Só falta quilombo no Jardim
Marcos Sá Corrêa
O Estado de S.Paulo - 03/12/10
Não podia faltar o dedo da ONG Koinonia no projeto para entronizar as invasões do Jardim Botânico num Museu do Horto, contando a própria história do arboreto bicentenário. O museu deve ser coisa grande e urgente. Tem R$ 1,8 milhão para se instalar e quase a metade de seu orçamento reservada ao pagamento do pessoal que, mesmo trabalhando pela causa, não é de ferro.
Com essa verba, daria para fazer um programa habitacional de fina lavra para os moradores que se sentem na fila do despejo judicial. Mas a ideia, ali, não é bem essa. Patrocinada por uma rede ecumênica de doadores que inclui a Fundação Ford, a Agência Canadense de Desenvolvimento, a Igreja norueguesa e até um Fundo Mundial para o Socorro dos Primatas, a Koinonia devota seus melhores esforços ao avanço de "grupos histórica e culturalmente vulneráveis".
Recuar, portanto, não é com ela. E nós, brasileiros, temos, não é de hoje, "grupos histórica e culturalmente vulneráveis" para todas vocações catequéticas. Já era assim quando os missionários desembarcaram aqui, na proa do comércio ultramarino, para dilatar "a Fé e o Império" em nome de organizações sem fins lucrativos, como a Koinonia. Ela tem sede em Greenville, na Carolina do Norte. Mas se sente num mundo sem fronteiras, abarcando "numerosas etnias, realidades socioeconômicas, modos de vida e idades".
Busca uma "unidade multicultural" de "alcance global". Afinal, koinonia, em grego, é comunhão. E ela se declara "uma igreja em movimento pelo, para e via o poder de Deus". Instalou-se como tal no Brasil em 1994.
Desde então, parece estar em todas. Na última campanha presidencial, durante a crise de fervor religioso da candidata Dilma Rousseff, veiculou um abaixo-assinado com as promessas de voto, as queixas e as expectativas do Povo Tradicional de Terreiro. A carta criticava o conchavo da candidata "com pastores evangélicos", num "infeliz episódio". Reavivava "as denúncias e mais denúncias" sobre o "repasses de verbas, convênios e parcerias de governos municipais, estaduais e federal" a entidades pentecostais, "que não foram cumpridos ou foram usados de forma indevida, criminosa até".

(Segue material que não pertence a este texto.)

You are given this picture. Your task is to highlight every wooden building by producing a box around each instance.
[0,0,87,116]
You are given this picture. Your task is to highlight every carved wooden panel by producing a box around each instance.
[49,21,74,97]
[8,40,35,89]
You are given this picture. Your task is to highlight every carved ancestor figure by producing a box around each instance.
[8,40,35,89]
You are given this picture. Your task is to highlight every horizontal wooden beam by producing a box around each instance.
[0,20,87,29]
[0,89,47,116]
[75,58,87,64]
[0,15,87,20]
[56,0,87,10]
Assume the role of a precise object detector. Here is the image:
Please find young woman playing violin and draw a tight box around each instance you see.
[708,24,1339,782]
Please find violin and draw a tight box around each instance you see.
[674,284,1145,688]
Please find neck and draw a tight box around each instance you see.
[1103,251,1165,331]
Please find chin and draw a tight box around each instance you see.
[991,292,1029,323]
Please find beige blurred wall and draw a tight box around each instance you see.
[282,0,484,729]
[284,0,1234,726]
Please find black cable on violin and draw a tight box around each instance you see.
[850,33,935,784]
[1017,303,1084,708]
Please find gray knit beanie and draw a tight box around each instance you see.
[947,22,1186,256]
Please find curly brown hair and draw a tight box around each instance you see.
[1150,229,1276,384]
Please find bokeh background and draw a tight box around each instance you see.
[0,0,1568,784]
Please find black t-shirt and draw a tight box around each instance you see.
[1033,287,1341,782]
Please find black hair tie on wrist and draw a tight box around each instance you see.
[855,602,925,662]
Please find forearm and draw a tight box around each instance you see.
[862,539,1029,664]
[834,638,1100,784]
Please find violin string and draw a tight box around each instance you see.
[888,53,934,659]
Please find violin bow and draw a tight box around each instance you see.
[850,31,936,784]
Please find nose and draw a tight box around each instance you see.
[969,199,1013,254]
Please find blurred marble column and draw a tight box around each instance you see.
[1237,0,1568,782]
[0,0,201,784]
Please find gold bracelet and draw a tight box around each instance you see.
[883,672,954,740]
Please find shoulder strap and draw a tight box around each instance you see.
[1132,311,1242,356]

Prometia-lhe o apoio da "População Negra". E agendava com a presidente um encontro formal com os representantes nacionais do Povo Tradicional de Terreiro, "após as eleições, onde a senhora, com a ajuda dos Vòdúns, Nkices, Òrisá''s, Encantados, Caboclos, Castiços e Exús, será vitoriosa".
O encontro lhe encomendaria a revisão do Estatuto da Igualdade Racial, que até agora não ouviu "a População Negra e suas demandas".
Como pode acontecer com o Museu do Horto, um dos vínculos que selaram a aliança da Koinonia com o Povo Tradicional de Terreiro foi a organização de centros de memória para o candomblé.
E, com a População Negra, funciona um pacto de apoio incondicional à titulação fundiária dos quilombos, em sua acepção mais vaga - a da semântica antropológica, que ultimamente passou a considerar quilombo tudo o que se diz quilombo. Eles já são 743, em 21 estados. A Secretaria Especial para a Promoção da Igualdade Racional - gestora do tal estatuto que o Povo Tradicional de Terreiro acha insatisfatório - estima seu número em "pelo menos" 3 mil.
A vereadora Andrea Gouvêa Vieira levantou uma ponta desse novelo, ao declarar que não é só o futuro das invasões do arboreto que está em jogo no Jardim Botânico do Rio de Janeiro. Talvez esteja em gestação um quilombo do Horto. Não seria a primeira semente exótica a vingar naquele espaço, onde tudo pega. Nem no Brasil, onde já prevenia a Carta do Descobrimento que a terra "de tal maneira é graciosa que, querendo-a aproveitar, dar-se-á nela tudo".